Dieses Mal hatte er ein Auge auf eine Frau mit weichem, vollem Haar geworfen. Sie trug ein kräftiges schwarzes Brillengestell, wodurch sie unnahbar wirkte. Das reizte ihn.
Er hatte sie angesprochen, aber kein Glück gehabt. Hatte ihr The Economise angeboten, mit einem Atomkraftwerk im Gegenlicht auf der Titelseite. Aber sie hatte nur eine abwehrende Handbewegung gemacht. Er hatte dafür gesorgt, dass sie einen Drink bekam. Sie hatte ihn nicht angerührt. Als die Maschine aus Posen überpünktlich in Kastrup aufsetzte, waren die kostbaren siebzig Minuten vertan.
So etwas machte ihn aggressiv.
Er eilte schnurstracks durch die gläsernen Gänge des Terminals. Als er das Laufband fast erreicht hatte, sah er sein Opfer: einen alten Mann, der schlecht gehen konnte und ebenfalls auf das Laufband zusteuerte.

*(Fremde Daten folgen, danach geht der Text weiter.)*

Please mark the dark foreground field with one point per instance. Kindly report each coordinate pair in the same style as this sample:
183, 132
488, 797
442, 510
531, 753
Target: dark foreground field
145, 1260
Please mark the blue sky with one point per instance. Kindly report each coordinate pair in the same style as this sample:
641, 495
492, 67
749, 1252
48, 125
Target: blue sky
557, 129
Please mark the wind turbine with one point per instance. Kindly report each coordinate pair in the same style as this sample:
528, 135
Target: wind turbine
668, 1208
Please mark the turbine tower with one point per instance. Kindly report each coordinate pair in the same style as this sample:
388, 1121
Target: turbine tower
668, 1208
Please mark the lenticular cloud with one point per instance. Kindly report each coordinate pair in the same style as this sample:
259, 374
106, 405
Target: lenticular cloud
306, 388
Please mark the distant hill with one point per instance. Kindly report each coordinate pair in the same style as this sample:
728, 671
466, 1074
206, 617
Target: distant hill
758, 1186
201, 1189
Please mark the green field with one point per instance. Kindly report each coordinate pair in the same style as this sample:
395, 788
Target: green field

Ditlev Pram beschleunigte seinen Schritt und war exakt in dem Augenblick da, als der Mann einen Fuß auf das Band setzte. Ditlev sah es deutlich vor sich: ein unauffällig gestelltes Bein - und der knochige Körper würde gegen die Plexiglasscheibe knallen und das Gesicht mit der verrutschten Brille daran entlangschrammen, während sich der Alte fieberhaft bemühte, wieder auf die Beine zu kommen.
Es zuckte förmlich in Ditlev Prams Bein. So war er. Und seine Freunde auch. Was weder besonders verdienstvoll noch besonders beschämend war. Sie hatten es einfach schon mit der Muttermilch eingesogen. Dabei wäre es bei dem alten Knacker hier in gewisser Weise sogar die Schuld dieser Zicke aus dem Flieger. Die hätte doch mit ihm nach Hause gehen können. In einer Stunde hätten sie in seinem Bett gelegen.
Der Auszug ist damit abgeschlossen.